Combinado con el hecho de que mi cuerpo había sido restringido, poco a poco logré calmarme.
Fue entonces cuando me di cuenta de que estaba debajo de una regadera.
No sabía dónde habían ido mis ropas.
Lo que fluía por mi cabello hacia mi rostro era agua.
El agua fluía desde mi rostro hacia mi cuerpo y finalmente se acumulaba en el suelo.
Se mezclaba con rastros de sangre roja profunda.
Aparte de mis pies descalzos, también había unos zapatos de cuero de hombre en el agua.
Giré la cabeza rígidamente y miré.
Era Tristen.
Era quien acababa de agarrarme con el brazo.
En ese momento, él también estaba debajo de la regadera, y su rostro estaba cubierto de agua.
Mientras lo miraba, apartó la mano para sostener mi rostro y besó mi frente.
Sus labios estaban fríos y húmedos.
El beso se deslizó lentamente desde mi frente, pasando por mis párpados, hasta el borde de mis labios, como un gusano retorcido.
Empecé a temblar violentamente y sentí una oleada de náuseas.
Debo haber lucido muy obvia, así que Tristen soltó su mano.
Empujé unas cuantas veces, pero no tenía la fuerza para apartarlo.
Tampoco podía hablar, solo quería vomitar cuando abría la boca.
Tal vez vomité sobre él…
Pero era difícil de decir cuando se mezclaba con el agua.

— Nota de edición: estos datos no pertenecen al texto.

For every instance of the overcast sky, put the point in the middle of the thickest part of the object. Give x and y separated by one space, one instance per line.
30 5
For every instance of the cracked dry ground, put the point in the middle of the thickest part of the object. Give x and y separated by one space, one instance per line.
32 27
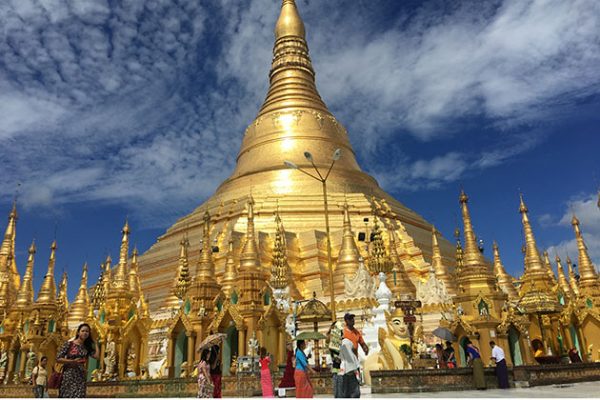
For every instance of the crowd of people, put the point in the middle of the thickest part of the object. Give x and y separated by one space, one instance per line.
343 340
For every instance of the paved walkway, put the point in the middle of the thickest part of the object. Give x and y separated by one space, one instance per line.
581 390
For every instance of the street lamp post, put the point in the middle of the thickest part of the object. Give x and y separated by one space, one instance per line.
323 179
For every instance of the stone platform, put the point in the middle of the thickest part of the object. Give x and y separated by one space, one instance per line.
383 382
433 380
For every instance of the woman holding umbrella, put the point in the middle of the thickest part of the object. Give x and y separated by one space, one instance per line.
304 388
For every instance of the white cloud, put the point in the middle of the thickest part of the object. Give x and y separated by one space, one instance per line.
586 210
127 93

Solo sentía que me abrazaba, acariciando mi espalda con la palma de su mano, y lo oía decir en mi oído: —Está bien, Phoebe…
Después de mucho tiempo en la ducha, finalmente esa sensación particularmente nauseabunda comenzó a desaparecer.

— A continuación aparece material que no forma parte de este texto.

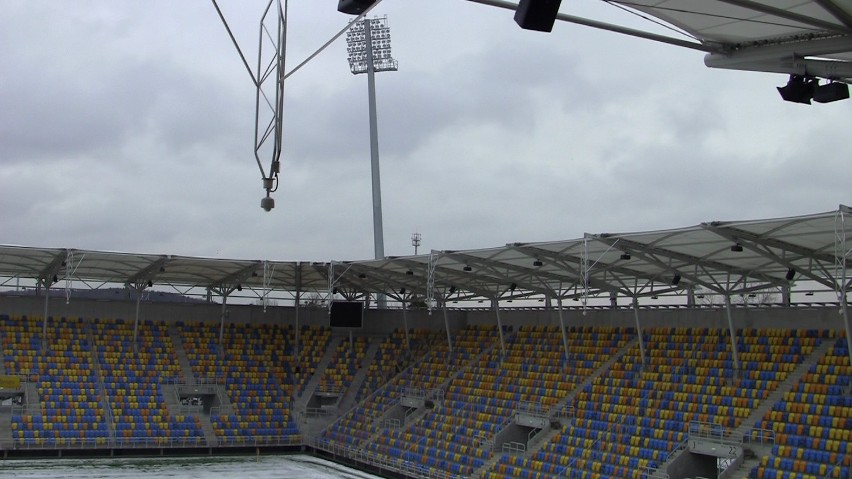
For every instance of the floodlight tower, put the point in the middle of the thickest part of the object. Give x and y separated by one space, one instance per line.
415 241
369 50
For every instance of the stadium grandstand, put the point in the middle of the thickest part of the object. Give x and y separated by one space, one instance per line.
716 350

Tristen tomó una toalla para envolverme y me sacó del baño.
Me acostó en la cama del hospital, desató su camisa mojada y dijo: —Voy a cambiarme de ropa, y vuelvo enseguida.
Bajé la mirada y miré la cama del hospital.
La ropa de cama era nueva, pero ¿qué pasa con los espacios?
Pensando en esto, no pude evitar sentir náuseas de nuevo.
En ese momento, una mano se acercó por encima de mi cabeza.
Me quedé paralizada y luego, la voz de Tristen sonó en mi oído: —Cambiaron de habitación, ya no es esa cama.
Giré la cabeza para mirarlo.
Él me miró con los ojos bajos, y mientras lo miraba, se inclinó y besó mis labios.